Bad enough that the opportunist pigs who dirtied Rapid City with their Trump Shop defaced American flags with the face and name of a fascist incompetent. Worse, they trucked their vulgar wares to the South Dakota State Fair, where they greeted aspiring Mussolini-ites with American flags defiled by the superimposition of the traitor flag:

Traitor flag on display in Trump Shop, South Dakota State Fair, Huron, SD, 2019.09.01.
Traitor flag on display in Trump Shop, South Dakota State Fair, Huron, SD, 2019.09.01. Photo by roving DFP correspondent Dave Baumeister.

The people who trooped in to this tent to affirm their baser urges with not one word of complaint toward this unpatriotic display betray the most basic principles of America’s greatness and the men and women who fought and died to protect it.

32 Comments

  1. Debbo 2019-09-03 20:55

    Shame on him, defacing and debasing the US flag. 😠😠😠

  2. Ken 2019-09-03 21:07

    Somebody should’ve commandeered a D10 CAT and pushed that racist trash, along with any of his moronic supporters who happened to be in the tent, over to the nearest Dumpster, then backed over it all about 10 times for good measure.

  3. Richard 2019-09-03 22:48

    yep they horn in on everything even the car show in winner had some big farm truck covered with trump crap

  4. chris 2019-09-03 23:00

    check out the whois:

    Whois Record for TheTrumpShop.com
    How does this work?
    Domain Profile
    Registrant Org Showmakers Incorporated
    Registrant Country us
    Registrar GoDaddy.com, LLC
    IANA ID: 146
    URL: http://www.godaddy.com
    Whois Server: whois.godaddy.com

    (p)
    Registrar Status ok, ok
    Dates 1,241 days old
    Created on 2016-04-10
    Expires on 2020-04-10

    “Shownakers Incorporated”
    https://gsilive.com/

    So, it’s a…circus company?

  5. cibvet 2019-09-03 23:48

    One thing to be sure of is that those with a bible in one hand and a copy of the constitution in their pocket( neither one that they have read) and waving a 25 cent flag in their other hand declaring patriotism, to be sure, most have never served in the military for their own cowardly reasons.Those that have served still wear their surplus camouflage carrying around their M-16’s, telling anyone who will listen, their war stories, when all they actually were is REMFs. Pathetic!!

  6. Nick Nemec 2019-09-04 00:55

    While I was at the fair I walked up and checked the first hat I came to at the Trump Tent, “Made in China.” I suppose that counts as making America great. The trade war tariffs are keeping my soybeans out of China, too bad they can’t keep this garbage out of America.

  7. Cory Allen Heidelberger Post author | 2019-09-04 06:01

    Good point, Nick. A visitor to my booth said he couldn’t find any merchandise in the Trump tent made in America.

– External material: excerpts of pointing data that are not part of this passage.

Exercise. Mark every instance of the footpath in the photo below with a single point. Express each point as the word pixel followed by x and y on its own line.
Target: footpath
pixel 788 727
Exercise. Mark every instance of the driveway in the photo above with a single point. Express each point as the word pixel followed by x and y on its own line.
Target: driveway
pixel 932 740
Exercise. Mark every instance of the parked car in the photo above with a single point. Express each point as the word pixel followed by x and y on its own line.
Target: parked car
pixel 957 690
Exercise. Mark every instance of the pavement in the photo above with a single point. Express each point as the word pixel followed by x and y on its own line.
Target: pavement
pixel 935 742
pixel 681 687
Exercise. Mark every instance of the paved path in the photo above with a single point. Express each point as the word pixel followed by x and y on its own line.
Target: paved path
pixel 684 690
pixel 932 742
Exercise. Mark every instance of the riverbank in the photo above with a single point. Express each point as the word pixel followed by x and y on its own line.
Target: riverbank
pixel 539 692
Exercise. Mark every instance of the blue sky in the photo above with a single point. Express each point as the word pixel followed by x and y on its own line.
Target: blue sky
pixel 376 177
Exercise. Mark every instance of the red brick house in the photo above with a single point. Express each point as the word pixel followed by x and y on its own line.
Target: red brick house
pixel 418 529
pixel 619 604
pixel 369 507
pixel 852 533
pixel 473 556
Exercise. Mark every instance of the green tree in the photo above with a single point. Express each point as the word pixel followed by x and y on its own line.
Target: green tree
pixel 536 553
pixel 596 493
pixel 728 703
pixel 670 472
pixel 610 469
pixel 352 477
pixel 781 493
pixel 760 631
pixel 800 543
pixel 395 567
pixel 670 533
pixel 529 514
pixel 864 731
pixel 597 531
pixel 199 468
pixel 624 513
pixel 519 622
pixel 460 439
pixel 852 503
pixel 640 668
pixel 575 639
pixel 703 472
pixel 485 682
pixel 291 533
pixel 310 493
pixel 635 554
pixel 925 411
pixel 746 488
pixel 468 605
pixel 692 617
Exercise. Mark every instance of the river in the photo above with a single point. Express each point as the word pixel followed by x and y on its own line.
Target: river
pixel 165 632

  8. mike from iowa 2019-09-04 07:38

    China owns enough of our debt they probably consider America theirs. And Drumpf still has not repatriated any of his clothing factories as near as I can tell.

  9. Kenny Weiland 2019-09-04 07:50

    Capitalizing on an idiots ideology and the people that share it with him. SICKENING

  10. Realist 2019-09-04 07:51

    “Every person has an opinion, and every person is entitled to express that opinion.” – Cory Heidelberger. Isn’t that what this group is doing?

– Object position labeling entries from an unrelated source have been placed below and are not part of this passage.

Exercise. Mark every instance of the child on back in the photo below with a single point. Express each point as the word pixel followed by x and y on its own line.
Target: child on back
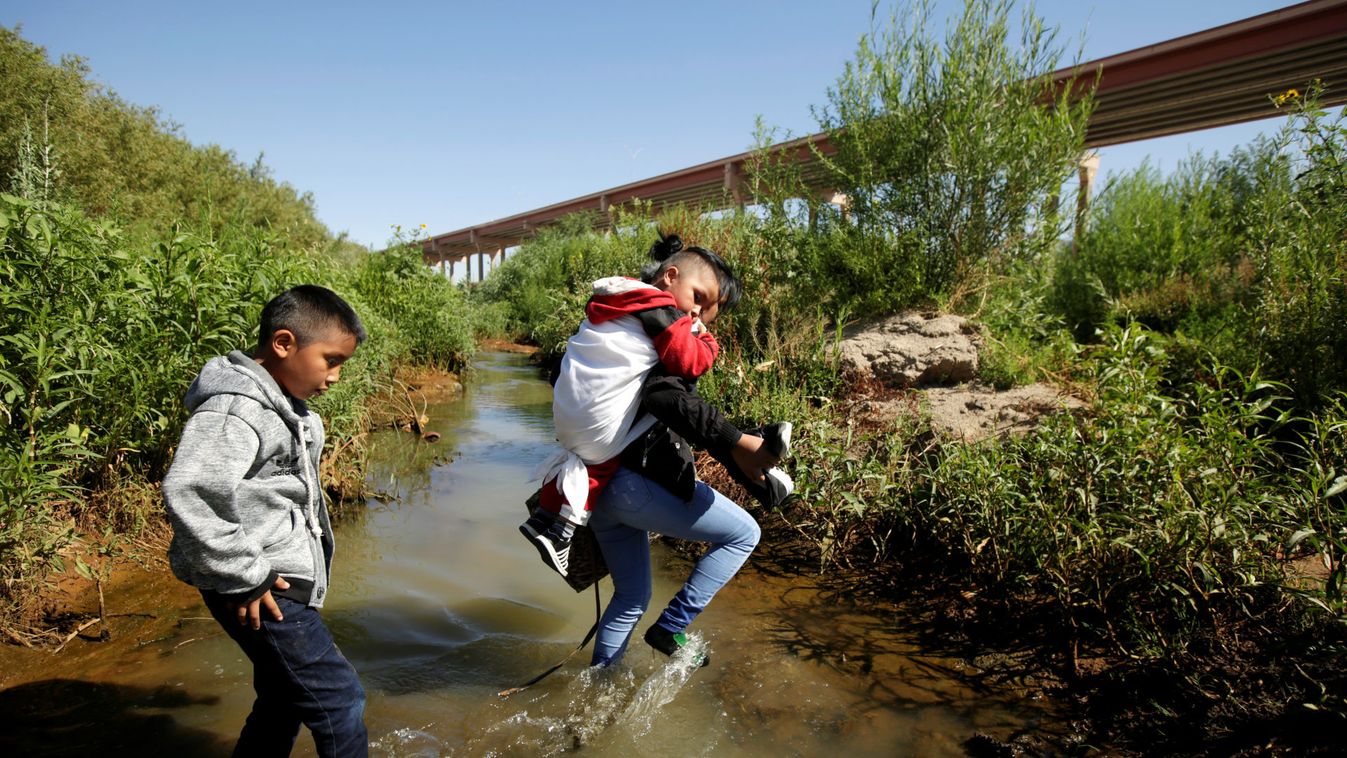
pixel 251 529
pixel 632 329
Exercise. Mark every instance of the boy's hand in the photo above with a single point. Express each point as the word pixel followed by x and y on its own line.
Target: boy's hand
pixel 252 611
pixel 753 457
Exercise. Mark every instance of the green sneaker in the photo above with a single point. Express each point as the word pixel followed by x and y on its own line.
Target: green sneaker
pixel 668 642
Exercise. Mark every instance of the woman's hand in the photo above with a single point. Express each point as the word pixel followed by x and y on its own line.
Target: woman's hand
pixel 753 457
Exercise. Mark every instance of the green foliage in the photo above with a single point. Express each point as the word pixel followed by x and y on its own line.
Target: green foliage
pixel 543 286
pixel 1171 252
pixel 125 162
pixel 947 154
pixel 1243 253
pixel 101 338
pixel 1301 257
pixel 427 311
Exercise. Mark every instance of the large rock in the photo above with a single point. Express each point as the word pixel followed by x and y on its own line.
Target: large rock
pixel 913 349
pixel 970 412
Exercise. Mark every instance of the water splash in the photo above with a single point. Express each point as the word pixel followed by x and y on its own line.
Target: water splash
pixel 660 688
pixel 604 708
pixel 408 742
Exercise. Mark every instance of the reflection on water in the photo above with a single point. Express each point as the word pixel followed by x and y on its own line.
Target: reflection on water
pixel 439 603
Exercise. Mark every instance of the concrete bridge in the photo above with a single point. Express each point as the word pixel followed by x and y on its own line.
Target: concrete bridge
pixel 1210 78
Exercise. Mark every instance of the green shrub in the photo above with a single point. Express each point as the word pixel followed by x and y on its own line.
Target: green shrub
pixel 429 313
pixel 124 162
pixel 947 154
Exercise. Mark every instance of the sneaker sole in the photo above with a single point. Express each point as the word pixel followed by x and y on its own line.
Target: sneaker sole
pixel 544 548
pixel 781 447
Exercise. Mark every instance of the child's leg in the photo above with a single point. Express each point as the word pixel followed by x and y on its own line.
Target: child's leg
pixel 301 677
pixel 554 502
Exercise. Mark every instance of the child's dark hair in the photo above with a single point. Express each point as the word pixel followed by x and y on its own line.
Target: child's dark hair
pixel 307 311
pixel 668 251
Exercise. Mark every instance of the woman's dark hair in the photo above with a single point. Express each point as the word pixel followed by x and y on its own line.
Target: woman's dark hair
pixel 307 311
pixel 668 251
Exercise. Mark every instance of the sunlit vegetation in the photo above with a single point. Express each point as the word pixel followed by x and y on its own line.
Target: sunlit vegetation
pixel 1200 497
pixel 128 257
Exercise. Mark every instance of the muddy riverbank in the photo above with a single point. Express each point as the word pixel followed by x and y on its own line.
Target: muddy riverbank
pixel 441 603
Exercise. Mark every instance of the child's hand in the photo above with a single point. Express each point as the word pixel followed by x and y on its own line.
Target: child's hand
pixel 252 611
pixel 753 457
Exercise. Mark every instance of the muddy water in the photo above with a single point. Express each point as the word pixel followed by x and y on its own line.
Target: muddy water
pixel 441 603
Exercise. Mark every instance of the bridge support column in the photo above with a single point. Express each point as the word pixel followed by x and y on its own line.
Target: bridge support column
pixel 734 185
pixel 1086 170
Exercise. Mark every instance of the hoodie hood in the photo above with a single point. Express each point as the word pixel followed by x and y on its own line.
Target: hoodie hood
pixel 237 373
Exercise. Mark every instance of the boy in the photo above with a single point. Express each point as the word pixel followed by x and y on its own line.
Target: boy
pixel 251 529
pixel 631 329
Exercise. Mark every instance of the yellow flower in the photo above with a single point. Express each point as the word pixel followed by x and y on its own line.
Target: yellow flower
pixel 1287 96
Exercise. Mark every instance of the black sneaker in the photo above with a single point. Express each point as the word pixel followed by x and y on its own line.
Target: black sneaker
pixel 776 438
pixel 544 537
pixel 668 642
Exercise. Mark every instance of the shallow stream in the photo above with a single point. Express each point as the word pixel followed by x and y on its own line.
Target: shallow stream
pixel 439 603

  11. Allyson Nagel 2019-09-04 08:25

    A few weeks ago I took my young granddaughters (ages 8 & 4) to Prairie Village’s August Jamboree west of Madison, SD to celebrate our family’s heritage of South Dakota. The jamboree’s flea market had a couple of vendors marketing huge displays of trump flags, banners, t-shirts and maga hats along with confederate flag ponchos and more! We quickly left the flea market area. I took a few deep breaths and we continued on to enjoy the wonderful historical treasures of PV, leaving trump and racism behind.

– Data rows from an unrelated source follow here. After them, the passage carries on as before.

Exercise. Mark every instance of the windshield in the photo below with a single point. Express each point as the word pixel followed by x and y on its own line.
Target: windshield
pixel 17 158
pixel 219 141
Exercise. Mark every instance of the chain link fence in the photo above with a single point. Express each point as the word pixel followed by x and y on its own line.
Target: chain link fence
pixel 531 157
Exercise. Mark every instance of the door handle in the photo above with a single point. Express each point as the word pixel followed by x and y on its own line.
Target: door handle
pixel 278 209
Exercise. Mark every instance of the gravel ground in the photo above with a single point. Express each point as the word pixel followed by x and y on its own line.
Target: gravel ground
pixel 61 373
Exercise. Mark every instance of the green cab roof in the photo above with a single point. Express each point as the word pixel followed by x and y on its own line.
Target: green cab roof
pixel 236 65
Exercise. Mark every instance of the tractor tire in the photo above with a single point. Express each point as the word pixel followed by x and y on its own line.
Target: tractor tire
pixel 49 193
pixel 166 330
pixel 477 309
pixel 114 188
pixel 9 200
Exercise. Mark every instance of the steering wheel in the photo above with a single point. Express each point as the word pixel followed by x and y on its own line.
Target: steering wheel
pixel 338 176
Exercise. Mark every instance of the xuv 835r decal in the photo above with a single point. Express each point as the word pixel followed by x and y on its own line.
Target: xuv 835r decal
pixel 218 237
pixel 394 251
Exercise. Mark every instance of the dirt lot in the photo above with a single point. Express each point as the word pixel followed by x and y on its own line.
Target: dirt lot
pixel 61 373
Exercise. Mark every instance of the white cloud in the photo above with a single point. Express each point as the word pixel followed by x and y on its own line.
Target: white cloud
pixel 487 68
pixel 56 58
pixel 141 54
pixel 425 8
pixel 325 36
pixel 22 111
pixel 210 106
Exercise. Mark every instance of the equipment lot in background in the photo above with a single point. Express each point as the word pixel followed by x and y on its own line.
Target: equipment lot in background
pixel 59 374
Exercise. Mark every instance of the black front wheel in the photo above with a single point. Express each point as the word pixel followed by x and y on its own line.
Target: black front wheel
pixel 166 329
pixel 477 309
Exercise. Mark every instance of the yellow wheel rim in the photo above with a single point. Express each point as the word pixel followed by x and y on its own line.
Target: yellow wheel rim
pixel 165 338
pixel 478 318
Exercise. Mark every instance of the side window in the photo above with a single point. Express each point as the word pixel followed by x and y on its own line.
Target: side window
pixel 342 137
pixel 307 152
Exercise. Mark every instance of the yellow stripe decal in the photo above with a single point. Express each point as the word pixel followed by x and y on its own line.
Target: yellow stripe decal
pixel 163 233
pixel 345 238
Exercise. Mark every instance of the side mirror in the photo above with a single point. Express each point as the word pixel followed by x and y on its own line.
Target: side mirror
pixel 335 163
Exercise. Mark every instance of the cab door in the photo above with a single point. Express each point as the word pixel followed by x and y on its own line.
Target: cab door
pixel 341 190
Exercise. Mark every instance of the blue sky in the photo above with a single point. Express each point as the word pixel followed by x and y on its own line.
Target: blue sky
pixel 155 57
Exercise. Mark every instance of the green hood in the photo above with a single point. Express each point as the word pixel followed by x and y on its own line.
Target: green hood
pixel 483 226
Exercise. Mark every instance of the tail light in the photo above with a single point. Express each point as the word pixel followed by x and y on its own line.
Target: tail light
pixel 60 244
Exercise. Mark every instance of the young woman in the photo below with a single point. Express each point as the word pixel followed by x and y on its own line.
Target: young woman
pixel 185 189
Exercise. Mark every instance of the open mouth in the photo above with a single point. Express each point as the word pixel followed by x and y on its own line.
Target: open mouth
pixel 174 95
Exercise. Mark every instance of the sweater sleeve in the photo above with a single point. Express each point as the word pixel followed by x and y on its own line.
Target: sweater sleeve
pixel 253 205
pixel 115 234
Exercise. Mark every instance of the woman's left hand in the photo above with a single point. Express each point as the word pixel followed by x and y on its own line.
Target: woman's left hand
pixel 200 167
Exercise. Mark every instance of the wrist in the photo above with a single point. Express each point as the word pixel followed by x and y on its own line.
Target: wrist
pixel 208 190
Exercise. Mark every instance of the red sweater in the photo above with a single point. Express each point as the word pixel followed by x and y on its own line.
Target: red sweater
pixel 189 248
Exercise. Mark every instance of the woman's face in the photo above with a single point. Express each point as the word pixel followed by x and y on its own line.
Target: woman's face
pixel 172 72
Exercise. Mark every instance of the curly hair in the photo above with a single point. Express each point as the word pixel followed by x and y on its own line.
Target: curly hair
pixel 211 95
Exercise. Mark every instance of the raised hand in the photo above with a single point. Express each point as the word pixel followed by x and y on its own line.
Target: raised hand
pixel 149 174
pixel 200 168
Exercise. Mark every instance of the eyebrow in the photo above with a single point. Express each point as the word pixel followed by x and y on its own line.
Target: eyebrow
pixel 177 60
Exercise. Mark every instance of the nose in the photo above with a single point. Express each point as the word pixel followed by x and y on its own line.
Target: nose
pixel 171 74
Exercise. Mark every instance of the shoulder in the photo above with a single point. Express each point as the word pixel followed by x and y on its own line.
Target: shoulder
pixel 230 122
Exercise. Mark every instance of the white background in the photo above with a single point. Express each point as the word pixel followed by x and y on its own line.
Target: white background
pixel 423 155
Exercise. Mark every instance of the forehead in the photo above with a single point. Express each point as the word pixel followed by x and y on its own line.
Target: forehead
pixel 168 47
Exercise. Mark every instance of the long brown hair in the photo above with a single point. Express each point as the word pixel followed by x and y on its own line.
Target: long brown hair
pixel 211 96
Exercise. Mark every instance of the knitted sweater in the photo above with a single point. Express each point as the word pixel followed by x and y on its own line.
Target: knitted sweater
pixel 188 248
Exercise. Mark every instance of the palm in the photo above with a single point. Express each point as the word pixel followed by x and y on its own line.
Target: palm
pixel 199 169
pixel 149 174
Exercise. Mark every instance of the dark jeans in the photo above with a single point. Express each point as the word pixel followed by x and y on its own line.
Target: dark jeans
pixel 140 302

  12. Wade Brandis 2019-09-04 09:36

    Allyson: I also saw those Trump vendors at the PV flea market, but I think there were only three vendors total. One vendor was selling strictly Trump merchandise as you described. Strangely, another vendor was also selling a flag with the Democrat donkey symbol and a rainbow pride flag alongside the Trump flags. I also saw one vendor simply displaying a Trump 2020 sign outside their RV, but was selling non-Trump items. I didn’t let these Trump vendors ruin my flea market experience. I simply ignored them and continued to look at the other flea market vendors that didn’t sell Trump merchandise.

    On another note, I went back to my hometown of Winner over the Labor Day weekend, and once again I saw a Trump 2020 flag attached to a float sponsored by a local welding business. I’d imagine with the election coming next year, we will see more of these pop-up Trump shops and flags appearing in these rural settings.

  13. jerry 2019-09-04 10:03

    Indeed Mr. Brandis, you gotta keep selling us rubes on the idea that we’re winning the trade war with China, as that is easy peasy . Of course, the more you advertise crap, the more people finally get tired of “the set it and forget it” and it goes away.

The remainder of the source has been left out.